Fall Out Boy's “Save Rock & Roll” Album Review


Around this time last year, I came across a quote in the depths of the Internet that read: “Fall Out Boy is the older brother you wanted to be like when you were a kid and he got you into a lot of bands you listened to and you just idolized him but then he went to college and he said he’d come back for Christmas but it’s been three years since you’ve seen him and the phone number he gave you is disconnected.”

I stopped everything I was doing, thought about it, and realized it was so true. As college students it is very likely that all of our musical tastes have evolved. Many of us are not proud of a lot of our musical decisions throughout the years (this is coming from a girl who went through a severe Chris Brown phase in middle school), and may even look back on our old favorites in regret. However, as much as we despise our younger selves for our previous preferences, it’s hard not to admit that old bands and artists will always hold a special place in our hearts.  They were huge musical influences and helped shape what we listen to today. One of the bands that many of our peers remember listening to back in the day of C.D. players was pop-punkers Fall Out Boy, and after four years of anticipation and rumors of a permanent break-up after lead singer Patrick Stump released a solo album in 2011, they’ve finally come back to satiate the needs of its more mature audience with their new album “Save Rock & Roll.”
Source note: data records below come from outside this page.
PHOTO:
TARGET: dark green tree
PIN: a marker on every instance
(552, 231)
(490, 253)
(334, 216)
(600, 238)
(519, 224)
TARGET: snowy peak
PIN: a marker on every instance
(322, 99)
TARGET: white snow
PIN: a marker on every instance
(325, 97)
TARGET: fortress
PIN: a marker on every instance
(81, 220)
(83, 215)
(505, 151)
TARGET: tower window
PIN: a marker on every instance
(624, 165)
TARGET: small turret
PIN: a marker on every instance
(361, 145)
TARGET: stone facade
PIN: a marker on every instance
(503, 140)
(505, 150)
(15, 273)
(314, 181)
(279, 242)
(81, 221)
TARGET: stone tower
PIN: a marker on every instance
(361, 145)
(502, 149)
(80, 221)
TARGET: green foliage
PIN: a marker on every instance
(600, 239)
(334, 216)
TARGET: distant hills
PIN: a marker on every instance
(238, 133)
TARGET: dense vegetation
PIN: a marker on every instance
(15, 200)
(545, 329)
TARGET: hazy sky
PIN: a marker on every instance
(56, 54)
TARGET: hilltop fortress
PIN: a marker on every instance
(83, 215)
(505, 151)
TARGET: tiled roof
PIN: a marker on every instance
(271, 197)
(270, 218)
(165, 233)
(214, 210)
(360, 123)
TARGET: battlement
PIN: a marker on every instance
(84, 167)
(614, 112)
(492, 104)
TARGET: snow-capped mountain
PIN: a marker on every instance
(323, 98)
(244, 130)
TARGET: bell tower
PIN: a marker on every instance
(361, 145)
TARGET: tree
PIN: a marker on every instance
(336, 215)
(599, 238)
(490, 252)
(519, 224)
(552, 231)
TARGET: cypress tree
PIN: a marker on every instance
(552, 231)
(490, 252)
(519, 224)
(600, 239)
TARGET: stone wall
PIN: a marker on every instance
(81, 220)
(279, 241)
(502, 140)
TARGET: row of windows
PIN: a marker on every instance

Although critics have called the album title extremely misleading and stated that the band has strayed too far from the angst-ridden sound it used to have, I found “Save Rock & Roll” to be a great comeback album. Fall Out Boy made very conscious decisions in the sound of this album, recognizing that the music scene along with its audience, now mostly college-age young adults, has shifted dramatically since their last release. The band kept in mind that EDM is creeping into just about every song you hear on a Top 40 radio station and that their listeners moved on from their high school lives to more independent college years. This might have accounted for the dramatic response from some music blogs and other sites. But then again, any band that hasn’t been around for four years and releases something new is bound to be criticized. As someone who thoroughly enjoyed listening to the album (maybe more than once) on a long car ride, here’s what I thought were some of FOB’s must-listen-to tracks, just in case anyone isn’t into the idea of downloading an entire album.


Track 01-The Phoenix:


            This song is super energetic and is suitably symbolic for the band’s comeback. If you’re into ancient mythology (or Harry Potter), you know that the phoenix is a mythological bird that periodically bursts into flames and dies, only to be reborn from the ashes. I see what you did there, Fall Out Boy.

Favorite lyric: “You know time crawls on when you're waiting for the song to start/ So dance alone to the beat of your heart”


Track 03- Alone Together:


For a second I almost thought that some old Fall Out Boy got mixed up on my “Save Rock & Roll” playlist. This song sounds so reminiscent of their older stuff that I felt like I was my chubby 7th grade self again - that good.

Favorite lyric: “I don’t know where you’re going, but do you got room for one more troubled soul.”


Track 06- The Mighty Fall:


I was pretty skeptical when I saw that Big Sean was featured in “The Mighty Fall.” This is the point where I thought “Okay, maybe they’re trying a little too hard.” But in its entirety, the song is catchy and powerful enough to get you going at the gym. (Except I can’t help but roll my eyes and throw up in my mouth a little every time Big Sean spits his “Hell yeah I’m a dick girl, I’m addicted to you” line).

Favorite lyric:  “But if you ask me two's a whole lot lonelier than one/Baby we should have left our love in the gutter where we found it/Cause you think your only crime is that you got caught.”


Track 11- Save Rock and Roll:


This last track is kind of a re-declaration of the band’s initial message and passion for their type of music. I also saw it as an attempt to comfort their audience, acknowledging that they’ve acted like that previously mentioned “idolized older brother who went off to college and disappeared,” but reminding us that the band we knew and loved is still “going down swinging.” I also loved hearing Elton John attempt a Patrick Stump voice.

Favorite lyric: “You are what you love, not who loves you.”


I could go on forever about the depth of each lyric in each song, but I feel like letting you do that yourself would make it more fun. All in all, I definitely recommend keeping an open mind and giving the album a listen. The older brother is back and trying to make up for the past four Christmases, you might as well give him a chance.